My Riesling education

Our man in Germany discovers dry gems of the Rheingau

While Calgary is fast becoming an international city sadly we still lack a few of the touches that cities like Montreal and Toronto enjoy — direct flights to Paris for example. So that means having to pick between flying to another metropolitan Canadian hub or choosing a different destination like Frankfurt or London. For me I usually go with Frankfurt and although I believe Germany to be one of Europe’s most beautiful countries the general lack of interest in her wines back home means it’s low on the totem pole when it comes to visiting wine regions.

My original plan was to get out of Germany straight away and begin my two weeks in France by making the drive to Champagne the moment we landed. But nine-and-a-half hours of Air Canada had taken its toll on me. Rather than risk death in a fiery crash on the autobahn I decided a night of recharging my batteries in Germany might be better idea.

Frankfurt is only a half-hour outside of the Rheingau arguably Germany’s most famous wine region. So I thought why not hang out there? At least in wine country I could find some decent eats and slurp some of the local juice to help forget my Air Canada woes.

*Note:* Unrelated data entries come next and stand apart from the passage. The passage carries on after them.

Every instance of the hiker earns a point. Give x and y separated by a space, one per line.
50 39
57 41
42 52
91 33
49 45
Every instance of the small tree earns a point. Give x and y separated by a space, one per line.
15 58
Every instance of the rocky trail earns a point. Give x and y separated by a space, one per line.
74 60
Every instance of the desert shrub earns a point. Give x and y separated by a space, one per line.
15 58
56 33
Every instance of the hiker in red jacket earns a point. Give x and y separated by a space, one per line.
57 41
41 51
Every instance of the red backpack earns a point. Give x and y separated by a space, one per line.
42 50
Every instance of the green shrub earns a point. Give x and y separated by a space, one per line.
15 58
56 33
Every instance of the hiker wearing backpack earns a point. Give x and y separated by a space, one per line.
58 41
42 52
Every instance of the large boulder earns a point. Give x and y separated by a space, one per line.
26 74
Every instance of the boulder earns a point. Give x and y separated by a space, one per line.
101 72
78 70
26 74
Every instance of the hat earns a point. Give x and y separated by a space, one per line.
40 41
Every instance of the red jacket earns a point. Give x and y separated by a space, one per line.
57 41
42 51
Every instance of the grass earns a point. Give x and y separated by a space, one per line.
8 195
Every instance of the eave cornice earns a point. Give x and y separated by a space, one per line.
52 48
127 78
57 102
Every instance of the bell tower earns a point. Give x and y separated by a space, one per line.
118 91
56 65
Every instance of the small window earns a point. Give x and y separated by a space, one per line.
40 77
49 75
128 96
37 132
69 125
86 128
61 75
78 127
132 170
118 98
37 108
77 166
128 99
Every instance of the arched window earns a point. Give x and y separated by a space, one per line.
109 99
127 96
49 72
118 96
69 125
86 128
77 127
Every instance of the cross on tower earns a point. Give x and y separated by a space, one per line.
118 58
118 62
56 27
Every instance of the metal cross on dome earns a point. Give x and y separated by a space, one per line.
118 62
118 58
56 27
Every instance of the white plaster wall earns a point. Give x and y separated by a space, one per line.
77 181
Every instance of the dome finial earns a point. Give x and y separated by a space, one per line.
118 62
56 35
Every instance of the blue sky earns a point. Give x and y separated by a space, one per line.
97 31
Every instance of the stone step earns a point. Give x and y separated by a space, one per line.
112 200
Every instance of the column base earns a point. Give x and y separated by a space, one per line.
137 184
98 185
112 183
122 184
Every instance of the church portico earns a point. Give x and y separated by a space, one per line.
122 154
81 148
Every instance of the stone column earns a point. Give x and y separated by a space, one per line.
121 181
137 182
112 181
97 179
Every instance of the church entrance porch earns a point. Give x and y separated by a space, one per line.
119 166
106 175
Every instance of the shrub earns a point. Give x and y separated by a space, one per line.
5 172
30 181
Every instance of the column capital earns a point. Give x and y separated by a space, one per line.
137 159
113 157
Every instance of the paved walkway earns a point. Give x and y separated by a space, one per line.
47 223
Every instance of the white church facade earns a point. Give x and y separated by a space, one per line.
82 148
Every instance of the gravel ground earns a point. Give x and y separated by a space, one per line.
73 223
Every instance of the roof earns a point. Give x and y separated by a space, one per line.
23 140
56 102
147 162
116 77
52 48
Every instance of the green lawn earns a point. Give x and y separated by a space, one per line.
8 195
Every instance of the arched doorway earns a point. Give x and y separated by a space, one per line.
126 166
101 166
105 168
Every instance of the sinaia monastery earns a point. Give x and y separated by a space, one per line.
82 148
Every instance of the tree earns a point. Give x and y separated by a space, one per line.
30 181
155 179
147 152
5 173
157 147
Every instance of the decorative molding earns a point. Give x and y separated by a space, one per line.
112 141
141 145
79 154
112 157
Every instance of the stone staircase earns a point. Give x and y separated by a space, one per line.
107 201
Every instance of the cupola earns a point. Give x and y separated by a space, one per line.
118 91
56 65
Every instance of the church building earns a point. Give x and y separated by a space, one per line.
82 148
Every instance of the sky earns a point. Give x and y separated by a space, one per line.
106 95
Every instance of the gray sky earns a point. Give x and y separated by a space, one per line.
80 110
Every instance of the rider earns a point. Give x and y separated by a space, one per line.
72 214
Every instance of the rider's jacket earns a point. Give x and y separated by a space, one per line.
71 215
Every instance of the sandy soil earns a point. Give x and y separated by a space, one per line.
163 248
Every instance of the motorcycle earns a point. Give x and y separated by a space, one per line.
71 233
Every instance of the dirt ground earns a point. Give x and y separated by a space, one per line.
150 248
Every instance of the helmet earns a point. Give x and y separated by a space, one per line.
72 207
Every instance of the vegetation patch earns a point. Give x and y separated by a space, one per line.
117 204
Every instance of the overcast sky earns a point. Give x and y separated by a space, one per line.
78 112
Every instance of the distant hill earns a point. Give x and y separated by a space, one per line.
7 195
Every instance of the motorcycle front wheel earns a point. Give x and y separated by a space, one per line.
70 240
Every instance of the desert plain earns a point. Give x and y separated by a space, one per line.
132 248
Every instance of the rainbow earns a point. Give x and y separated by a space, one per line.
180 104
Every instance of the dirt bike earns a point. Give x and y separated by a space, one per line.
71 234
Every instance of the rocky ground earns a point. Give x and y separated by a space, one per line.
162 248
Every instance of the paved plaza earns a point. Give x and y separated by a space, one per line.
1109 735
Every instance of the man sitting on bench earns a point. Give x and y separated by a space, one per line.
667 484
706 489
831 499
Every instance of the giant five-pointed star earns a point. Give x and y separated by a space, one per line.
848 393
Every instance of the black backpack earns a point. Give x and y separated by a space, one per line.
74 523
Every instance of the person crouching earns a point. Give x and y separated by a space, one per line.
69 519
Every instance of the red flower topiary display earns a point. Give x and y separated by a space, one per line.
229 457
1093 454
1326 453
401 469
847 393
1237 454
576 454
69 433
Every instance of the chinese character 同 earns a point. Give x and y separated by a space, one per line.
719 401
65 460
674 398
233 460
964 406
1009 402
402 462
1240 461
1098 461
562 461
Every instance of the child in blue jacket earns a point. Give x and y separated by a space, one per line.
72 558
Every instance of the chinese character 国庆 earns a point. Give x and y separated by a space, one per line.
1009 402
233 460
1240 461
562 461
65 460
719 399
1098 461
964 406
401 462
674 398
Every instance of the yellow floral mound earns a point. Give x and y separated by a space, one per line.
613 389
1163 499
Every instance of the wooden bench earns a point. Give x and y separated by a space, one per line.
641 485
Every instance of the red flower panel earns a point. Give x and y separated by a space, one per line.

The beauty of the area grabbed me as I guided my rental car through narrow winding roads en route to the sleepy town of Erbach. The rapeseed was glowing yellow between the vines that had just woken up from their long hibernation finally offering their bright green buds to the sun.

The Rheingau has a palpable energy to it — the vines follow the vast Rhine River in neat rows like soldiers waiting for orders. Wine is never far from its peoples’ minds as they constantly consider how they can change their methods to improve its quality.

Famished I pulled into a restaurant to meet a winemaker friend and we soon got caught up while pouring over the wine list’s considerable options. Coming to an agreement we presented our choice to the proprietor who then weighed in. We debated for another five minutes. Finally we settled on two wines just to keep everyone happy. People here take wine seriously.

While I do profess a secret love of German wines I do not pretend to be an expert on them so I welcomed this opportunity to further my understanding. I happened to stumble into Germany during the white asparagus season and our menu was littered with a variety of ways to consume it. I settled on a simple preparation — blanched with a sidecar of drawn butter to pour over it. It turned out to be a good choice. We had only just finished our beers and begun to sip the wine before the asparagus arrived. But the wine’s laser-beam acidity and bone-dry finish had already captured my attention.

Asparagus is a notoriously hard dish to pair with wine so my expectations for a sublime match were low. I smothered the large white thumbs with a sickly amount of butter — like a kid dumping syrup on pancakes — and tucked into my first bite. The simple yet magical combination left a thick layer of buttery fat clinging to the sides of my mouth so I reached for my glass to clear it away. The acidity of the wine that had been so startling earlier was the perfect foil refreshing my mouth and revealing subtle flavours in the food. It was one of those magical wine and food moments you’re lucky to get a few times in your life. I extended my stay another night and spent my time climbing hills examining soils and remarking on the amazing micro-climates along the river’s edge.

Unlike many of my friends I like sweet wine from time to time but I was surprised to learn that in the Rheingau up to 85 per cent of all the wines produced are dry. The subtleties of each vineyard are easily tasted here as there is really only one grape to deal with — Riesling.

I ate as much food and sampled as much wine as possible in the subsequent 24 hours and was continually shocked at how these powerful dry white wines seemed to go with everything I ate — from Schnitzel in paprika and cream sauce to local fish and game dishes.

There really isn’t a better wine to go with food than Riesling and strangely I probably would never have discovered that if you could fly from Calgary to Paris. Lucky me.

Editor’s note: Oops. After going to press with this story we discovered you can indeed fly direct to Paris — via Air Transat. Luckily Kevin didn’t know this or he might not have ended up discovering the abundance of quality wines in the Rheingau. Still apologies for the inaccuracy.